= Non-negative least squares =

Constrained least squares problem

In mathematical optimization, the problem of non-negative least squares (NNLS) is a type of constrained least squares problem where the coefficients are not allowed to become negative. That is, given a matrix A and a (column) vector of response variables y, the goal is to find

$\operatorname{arg\,min}\limits_\mathbf{x} \|\mathbf{Ax} - \mathbf{y}\|_2^2$ subject to x ≥ 0.

Here x ≥ 0 means that each component of the vector x should be non-negative, and ‖·‖_{2} denotes the Euclidean norm.

Non-negative least squares problems turn up as subproblems in matrix decomposition, e.g. in algorithms for PARAFAC and non-negative matrix/tensor factorization. The latter can be considered a generalization of NNLS.

Another generalization of NNLS is bounded-variable least squares (BVLS), with simultaneous upper and lower bounds α_{i} ≤ x_{i} ≤ β_{i}.

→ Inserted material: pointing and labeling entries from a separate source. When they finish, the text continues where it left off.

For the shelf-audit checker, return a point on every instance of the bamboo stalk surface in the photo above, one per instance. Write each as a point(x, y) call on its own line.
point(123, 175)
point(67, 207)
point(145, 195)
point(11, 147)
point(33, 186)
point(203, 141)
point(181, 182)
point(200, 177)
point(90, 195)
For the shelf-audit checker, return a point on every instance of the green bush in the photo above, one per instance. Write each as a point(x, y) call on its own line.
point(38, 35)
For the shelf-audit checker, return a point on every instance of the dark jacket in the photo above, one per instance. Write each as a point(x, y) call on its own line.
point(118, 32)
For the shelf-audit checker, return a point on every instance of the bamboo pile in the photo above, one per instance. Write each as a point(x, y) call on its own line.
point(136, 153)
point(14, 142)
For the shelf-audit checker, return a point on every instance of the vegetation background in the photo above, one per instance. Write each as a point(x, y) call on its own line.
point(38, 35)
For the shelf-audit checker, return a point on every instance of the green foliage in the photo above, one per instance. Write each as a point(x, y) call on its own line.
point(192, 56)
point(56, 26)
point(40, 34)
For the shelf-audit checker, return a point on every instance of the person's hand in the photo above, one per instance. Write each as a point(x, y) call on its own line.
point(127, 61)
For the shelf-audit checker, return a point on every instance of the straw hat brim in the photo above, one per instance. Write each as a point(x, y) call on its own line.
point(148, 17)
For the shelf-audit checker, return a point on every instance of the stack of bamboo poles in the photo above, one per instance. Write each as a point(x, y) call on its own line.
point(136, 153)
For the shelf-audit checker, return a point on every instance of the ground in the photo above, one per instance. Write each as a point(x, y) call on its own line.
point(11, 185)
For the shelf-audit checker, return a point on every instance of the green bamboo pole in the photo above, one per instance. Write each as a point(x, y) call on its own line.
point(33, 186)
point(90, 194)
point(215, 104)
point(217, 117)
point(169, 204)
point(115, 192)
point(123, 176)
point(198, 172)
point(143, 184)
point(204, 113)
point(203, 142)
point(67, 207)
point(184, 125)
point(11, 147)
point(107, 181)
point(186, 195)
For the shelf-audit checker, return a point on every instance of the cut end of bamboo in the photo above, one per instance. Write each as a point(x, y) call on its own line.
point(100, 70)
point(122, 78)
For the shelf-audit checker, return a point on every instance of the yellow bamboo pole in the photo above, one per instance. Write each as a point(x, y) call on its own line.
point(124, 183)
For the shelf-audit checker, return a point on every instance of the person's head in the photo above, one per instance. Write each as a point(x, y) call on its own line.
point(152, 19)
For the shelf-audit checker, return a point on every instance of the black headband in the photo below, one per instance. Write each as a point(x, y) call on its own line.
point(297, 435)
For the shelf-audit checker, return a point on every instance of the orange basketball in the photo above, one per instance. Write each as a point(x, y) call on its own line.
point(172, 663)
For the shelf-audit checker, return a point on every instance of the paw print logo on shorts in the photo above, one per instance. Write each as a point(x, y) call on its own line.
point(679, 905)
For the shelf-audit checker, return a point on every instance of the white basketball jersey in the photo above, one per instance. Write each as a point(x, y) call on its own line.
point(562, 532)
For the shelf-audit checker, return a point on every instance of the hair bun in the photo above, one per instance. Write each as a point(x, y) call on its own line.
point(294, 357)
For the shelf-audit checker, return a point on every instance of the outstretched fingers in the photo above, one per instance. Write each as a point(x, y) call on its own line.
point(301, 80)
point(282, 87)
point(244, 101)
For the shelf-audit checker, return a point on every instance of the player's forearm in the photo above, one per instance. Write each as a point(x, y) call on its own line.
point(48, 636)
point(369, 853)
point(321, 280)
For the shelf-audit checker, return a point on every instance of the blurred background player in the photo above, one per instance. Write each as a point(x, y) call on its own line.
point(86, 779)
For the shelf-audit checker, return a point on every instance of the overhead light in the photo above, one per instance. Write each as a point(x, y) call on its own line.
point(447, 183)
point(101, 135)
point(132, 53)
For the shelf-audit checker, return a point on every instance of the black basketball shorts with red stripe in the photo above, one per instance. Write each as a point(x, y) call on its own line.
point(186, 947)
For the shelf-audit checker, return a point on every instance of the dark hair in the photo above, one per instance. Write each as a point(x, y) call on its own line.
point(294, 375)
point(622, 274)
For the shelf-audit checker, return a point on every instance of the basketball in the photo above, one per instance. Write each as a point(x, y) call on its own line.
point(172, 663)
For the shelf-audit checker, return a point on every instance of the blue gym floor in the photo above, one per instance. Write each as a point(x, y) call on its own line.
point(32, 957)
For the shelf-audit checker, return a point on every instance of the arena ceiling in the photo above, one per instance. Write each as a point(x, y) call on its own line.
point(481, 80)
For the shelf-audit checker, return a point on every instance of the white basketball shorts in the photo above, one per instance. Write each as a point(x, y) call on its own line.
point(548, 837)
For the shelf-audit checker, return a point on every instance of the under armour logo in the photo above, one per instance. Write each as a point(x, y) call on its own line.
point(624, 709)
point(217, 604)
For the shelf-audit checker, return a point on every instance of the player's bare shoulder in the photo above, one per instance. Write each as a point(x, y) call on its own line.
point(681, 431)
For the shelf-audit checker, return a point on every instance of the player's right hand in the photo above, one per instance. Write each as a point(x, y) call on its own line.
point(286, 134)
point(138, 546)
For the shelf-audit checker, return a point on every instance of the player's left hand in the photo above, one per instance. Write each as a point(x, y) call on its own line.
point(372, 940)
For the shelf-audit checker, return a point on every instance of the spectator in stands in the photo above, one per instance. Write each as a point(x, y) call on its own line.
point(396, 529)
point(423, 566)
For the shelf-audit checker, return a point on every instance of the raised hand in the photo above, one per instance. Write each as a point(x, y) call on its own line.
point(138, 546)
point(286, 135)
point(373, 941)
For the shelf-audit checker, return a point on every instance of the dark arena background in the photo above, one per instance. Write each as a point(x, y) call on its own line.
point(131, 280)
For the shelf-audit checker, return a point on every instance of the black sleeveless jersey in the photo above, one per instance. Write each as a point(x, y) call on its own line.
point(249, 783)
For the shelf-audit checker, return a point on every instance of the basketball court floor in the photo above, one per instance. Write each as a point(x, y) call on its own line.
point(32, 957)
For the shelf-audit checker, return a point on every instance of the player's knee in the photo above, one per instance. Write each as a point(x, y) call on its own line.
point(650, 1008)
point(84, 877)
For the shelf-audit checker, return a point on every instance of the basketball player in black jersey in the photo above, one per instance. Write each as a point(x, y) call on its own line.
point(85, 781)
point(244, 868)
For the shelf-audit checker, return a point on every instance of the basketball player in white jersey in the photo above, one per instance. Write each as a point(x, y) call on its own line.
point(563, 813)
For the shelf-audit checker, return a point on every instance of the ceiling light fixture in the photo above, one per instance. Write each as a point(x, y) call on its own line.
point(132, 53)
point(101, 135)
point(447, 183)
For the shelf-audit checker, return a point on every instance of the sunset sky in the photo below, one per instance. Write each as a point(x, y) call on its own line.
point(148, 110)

==Quadratic programming version==
The NNLS problem is equivalent to a quadratic programming problem

$\operatorname{arg\,min}\limits_\mathbf{x \ge 0} \left(\frac{1}{2} \mathbf{x}^\mathsf{T} \mathbf{Q}\mathbf{x} + \mathbf{c}^\mathsf{T} \mathbf{x}\right),$

where Q = A^{T}A and c = −A^{T} y. This problem is convex, as Q is positive semidefinite and the non-negativity constraints form a convex feasible set.

==Algorithms==
The first widely used algorithm for solving this problem is an active-set method published by Lawson and Hanson in their 1974 book Solving Least Squares Problems. In pseudocode, this algorithm looks as follows:

- Inputs:
  - a real-valued matrix A of dimension m × n,
  - a real-valued vector y of dimension m,
  - a real value ε, the tolerance for the stopping criterion.
- Initialize:
  - Set P = ∅.
  - Set R = {1, ..., n}.
  - Set x to an all-zero vector of dimension n.
  - Set w = A^{T}(y − Ax).
  - Let w^{R} denote the sub-vector with indexes from R
- Main loop: while R ≠ ∅ and max(w^{R}) > ε:
  - Let j in R be the index of max(w^{R}) in w.
  - Add j to P.
  - Remove j from R.
  - Let A^{P} be A restricted to the variables included in P.
  - Let s be vector of same length as x.
Let s^{P} denote the sub-vector with indexes from P
Let s^{R} denote the sub-vector with indexes from R.
  - Set s^{P} = ((A^{P})^{T} A^{P})^{−1} (A^{P})^{T}y
  - Set s^{R} to zero
  - While min(s^{P}) ≤ 0:
    - Let α = min x_{i}/x_{i} − s_{i} for i in P where s_{i} ≤ 0.
    - Set x to x + α(s − x).
    - Move to R all indices j in P such that x_{j} ≤ 0.
    - Set s^{P} = ((A^{P})^{T} A^{P})^{−1} (A^{P})^{T}y
    - Set s^{R} to zero.
  - Set x to s.
  - Set w to A^{T}(y − Ax).
- Output: x

This algorithm takes a finite number of steps to reach a solution and smoothly improves its candidate solution as it goes (so it can find good approximate solutions when cut off at a reasonable number of iterations), but is very slow in practice, owing largely to the computation of the pseudoinverse ((A^{P})^{T} A^{P})^{−1}. Variants of this algorithm are available in MATLAB as the routine lsqnonneg and in SciPy as optimize.nnls.

Many improved algorithms have been suggested since 1974. Fast NNLS (FNNLS) is an optimized version of the Lawson–Hanson algorithm. Other algorithms include variants of Landweber's gradient descent method, coordinate-wise optimization based on the quadratic programming problem above, and an active set method called TNT-NN.